Cinematographer Ruben Woodin Dechamps categorises most of his work in two distinct styles.
“There are two worlds that I really enjoy working in,” he says. “One is a super-honest, quiet approach that is very unfussy and hiding the camera as much as possible. The other, which I work with on music videos, is trying to make DIY rigs that make the cameras move in unusual ways.” One example of the latter was Bonobo’s ‘No Reason’ video, which he shot on tiny cameras mounted on a handmade miniature train.
It was the former approach that he employed to great effect in The Reason I Jump, Jerry Rothwell’s Sundance audience award-winning documentary described as an immersive cinematic experience of non-speaking autistic people.

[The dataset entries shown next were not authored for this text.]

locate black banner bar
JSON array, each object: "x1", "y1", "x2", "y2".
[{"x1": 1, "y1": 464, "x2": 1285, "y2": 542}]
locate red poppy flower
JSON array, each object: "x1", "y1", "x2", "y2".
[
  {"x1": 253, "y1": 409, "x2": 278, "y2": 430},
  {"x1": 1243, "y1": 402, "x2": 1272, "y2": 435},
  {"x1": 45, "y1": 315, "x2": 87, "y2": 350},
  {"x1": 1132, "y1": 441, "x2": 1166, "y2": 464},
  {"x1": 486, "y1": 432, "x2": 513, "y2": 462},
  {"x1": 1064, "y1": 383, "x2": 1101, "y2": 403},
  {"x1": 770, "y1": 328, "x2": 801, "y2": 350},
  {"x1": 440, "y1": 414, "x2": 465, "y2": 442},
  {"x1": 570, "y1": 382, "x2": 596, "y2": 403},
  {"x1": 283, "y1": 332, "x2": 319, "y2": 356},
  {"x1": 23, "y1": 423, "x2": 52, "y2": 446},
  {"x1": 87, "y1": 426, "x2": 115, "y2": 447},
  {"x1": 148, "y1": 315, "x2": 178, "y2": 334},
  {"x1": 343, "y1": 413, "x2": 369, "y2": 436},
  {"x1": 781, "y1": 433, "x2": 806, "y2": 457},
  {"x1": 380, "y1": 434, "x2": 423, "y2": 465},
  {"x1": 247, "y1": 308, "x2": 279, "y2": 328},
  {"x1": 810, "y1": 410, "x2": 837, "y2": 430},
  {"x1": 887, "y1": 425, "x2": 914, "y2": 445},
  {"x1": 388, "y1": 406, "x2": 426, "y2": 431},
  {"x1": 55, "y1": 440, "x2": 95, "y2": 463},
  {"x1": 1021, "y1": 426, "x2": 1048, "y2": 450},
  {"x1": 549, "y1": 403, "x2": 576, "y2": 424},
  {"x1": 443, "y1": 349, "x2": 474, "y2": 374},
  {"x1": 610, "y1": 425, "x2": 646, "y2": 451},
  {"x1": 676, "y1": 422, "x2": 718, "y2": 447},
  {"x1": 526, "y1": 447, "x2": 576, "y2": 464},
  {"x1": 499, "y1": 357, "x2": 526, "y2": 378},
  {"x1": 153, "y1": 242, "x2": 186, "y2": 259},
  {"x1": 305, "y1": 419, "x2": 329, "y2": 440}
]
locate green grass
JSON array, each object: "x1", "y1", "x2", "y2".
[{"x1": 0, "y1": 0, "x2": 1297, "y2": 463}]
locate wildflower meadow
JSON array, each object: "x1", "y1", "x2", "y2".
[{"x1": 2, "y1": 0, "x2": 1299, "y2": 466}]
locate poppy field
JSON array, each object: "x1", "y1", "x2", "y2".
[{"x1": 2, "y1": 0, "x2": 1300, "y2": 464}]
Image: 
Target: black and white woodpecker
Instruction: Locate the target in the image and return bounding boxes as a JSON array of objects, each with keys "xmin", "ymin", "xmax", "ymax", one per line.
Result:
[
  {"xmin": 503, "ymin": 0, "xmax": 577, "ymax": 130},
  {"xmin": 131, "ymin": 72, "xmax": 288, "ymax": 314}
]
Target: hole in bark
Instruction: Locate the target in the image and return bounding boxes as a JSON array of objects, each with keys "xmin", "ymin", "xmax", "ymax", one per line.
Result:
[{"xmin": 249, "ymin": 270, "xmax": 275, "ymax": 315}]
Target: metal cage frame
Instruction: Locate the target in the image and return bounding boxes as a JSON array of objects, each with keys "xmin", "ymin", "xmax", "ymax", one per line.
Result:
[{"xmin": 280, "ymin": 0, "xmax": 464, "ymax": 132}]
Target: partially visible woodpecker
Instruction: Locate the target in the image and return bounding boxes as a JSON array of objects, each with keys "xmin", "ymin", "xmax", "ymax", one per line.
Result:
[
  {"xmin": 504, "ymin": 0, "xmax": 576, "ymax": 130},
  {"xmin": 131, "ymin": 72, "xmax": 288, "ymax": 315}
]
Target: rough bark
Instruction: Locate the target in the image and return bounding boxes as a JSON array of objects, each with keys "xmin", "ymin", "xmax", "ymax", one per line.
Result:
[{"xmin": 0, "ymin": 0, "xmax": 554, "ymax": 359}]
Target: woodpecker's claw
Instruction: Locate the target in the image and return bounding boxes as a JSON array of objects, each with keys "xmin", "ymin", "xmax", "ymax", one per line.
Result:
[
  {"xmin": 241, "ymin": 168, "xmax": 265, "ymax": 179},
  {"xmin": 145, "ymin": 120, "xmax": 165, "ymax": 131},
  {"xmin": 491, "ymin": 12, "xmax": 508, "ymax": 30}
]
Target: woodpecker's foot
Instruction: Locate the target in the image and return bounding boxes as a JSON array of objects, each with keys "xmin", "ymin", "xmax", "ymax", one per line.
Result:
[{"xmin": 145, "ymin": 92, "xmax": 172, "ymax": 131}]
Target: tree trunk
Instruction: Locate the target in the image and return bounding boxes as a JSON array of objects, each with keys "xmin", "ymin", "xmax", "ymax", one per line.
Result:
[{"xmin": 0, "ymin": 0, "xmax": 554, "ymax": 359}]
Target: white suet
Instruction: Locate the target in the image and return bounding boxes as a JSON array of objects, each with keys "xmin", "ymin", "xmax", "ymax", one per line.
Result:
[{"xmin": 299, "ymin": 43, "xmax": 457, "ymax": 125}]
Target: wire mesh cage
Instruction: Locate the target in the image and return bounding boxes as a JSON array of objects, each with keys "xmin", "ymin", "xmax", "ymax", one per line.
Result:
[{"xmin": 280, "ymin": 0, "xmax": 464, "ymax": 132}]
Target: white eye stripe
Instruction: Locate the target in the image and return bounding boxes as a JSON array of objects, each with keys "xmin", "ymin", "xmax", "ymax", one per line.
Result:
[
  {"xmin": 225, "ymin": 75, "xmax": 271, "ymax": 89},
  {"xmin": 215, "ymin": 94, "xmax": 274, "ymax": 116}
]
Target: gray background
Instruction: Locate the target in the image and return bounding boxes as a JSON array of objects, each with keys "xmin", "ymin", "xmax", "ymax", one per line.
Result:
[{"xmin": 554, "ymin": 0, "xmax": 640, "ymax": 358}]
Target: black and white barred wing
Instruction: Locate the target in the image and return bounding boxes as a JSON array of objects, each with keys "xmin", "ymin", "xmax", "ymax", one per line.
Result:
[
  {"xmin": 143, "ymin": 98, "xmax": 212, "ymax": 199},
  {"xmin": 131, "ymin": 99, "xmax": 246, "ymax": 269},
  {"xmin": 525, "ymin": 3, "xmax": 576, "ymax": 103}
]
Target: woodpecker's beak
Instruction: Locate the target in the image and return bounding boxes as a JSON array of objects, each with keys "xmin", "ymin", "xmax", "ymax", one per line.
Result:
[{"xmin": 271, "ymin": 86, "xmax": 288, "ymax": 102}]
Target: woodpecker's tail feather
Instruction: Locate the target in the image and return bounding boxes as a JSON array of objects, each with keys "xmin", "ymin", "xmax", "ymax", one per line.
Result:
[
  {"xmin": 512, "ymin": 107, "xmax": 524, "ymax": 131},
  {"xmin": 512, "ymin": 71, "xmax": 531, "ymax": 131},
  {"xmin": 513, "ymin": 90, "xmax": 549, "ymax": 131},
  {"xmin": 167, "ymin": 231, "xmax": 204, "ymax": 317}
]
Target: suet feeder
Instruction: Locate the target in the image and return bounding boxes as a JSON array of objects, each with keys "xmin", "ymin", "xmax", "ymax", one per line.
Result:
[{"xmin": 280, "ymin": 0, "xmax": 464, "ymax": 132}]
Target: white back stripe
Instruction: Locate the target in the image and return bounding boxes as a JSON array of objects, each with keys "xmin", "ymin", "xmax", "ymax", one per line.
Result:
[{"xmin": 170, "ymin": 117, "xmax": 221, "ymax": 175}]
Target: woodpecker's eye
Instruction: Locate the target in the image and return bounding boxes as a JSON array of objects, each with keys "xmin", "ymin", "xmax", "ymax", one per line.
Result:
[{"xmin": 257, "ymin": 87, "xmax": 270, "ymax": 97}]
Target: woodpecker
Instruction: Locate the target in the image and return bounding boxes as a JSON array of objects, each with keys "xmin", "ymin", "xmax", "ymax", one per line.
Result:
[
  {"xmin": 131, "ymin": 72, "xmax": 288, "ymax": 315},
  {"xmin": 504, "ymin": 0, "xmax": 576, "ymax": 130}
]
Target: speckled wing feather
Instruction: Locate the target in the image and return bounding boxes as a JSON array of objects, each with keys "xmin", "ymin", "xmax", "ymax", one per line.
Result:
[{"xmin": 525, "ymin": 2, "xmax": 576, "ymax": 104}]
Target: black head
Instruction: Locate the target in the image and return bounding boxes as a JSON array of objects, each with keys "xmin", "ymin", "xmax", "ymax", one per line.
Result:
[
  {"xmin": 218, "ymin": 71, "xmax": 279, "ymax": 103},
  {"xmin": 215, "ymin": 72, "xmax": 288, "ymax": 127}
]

“I wanted to create an observational approach that was an honest and quiet visual cinematic experience, an invitation into their intimate spaces where you could feel comfortable looking without judgment,” Woodin Dechamps explains. “It felt important that although their sensory perception of reality may differ from a neurotypical person, it shouldn’t be depicted as constantly hallucinatory.”
He is working with Rothwell again on a new documentary series, and has been shooting Road Enraptured, Nathaniel Kochan’s short documentary about spirituality on motorways, and LFD‑Hope, a low-budget feature directed by Josh Loftin that has been in the works for five years.
When he is not working in London, Woodin Dechamps is in Cornwall experimenting with cameras and filming an as-yet-untitled project, backed by Cinelab. “It is more abstract interpretations,” he explains of his side project. “After years of trying to get exact predetermined images, it feels great to work on something messy.”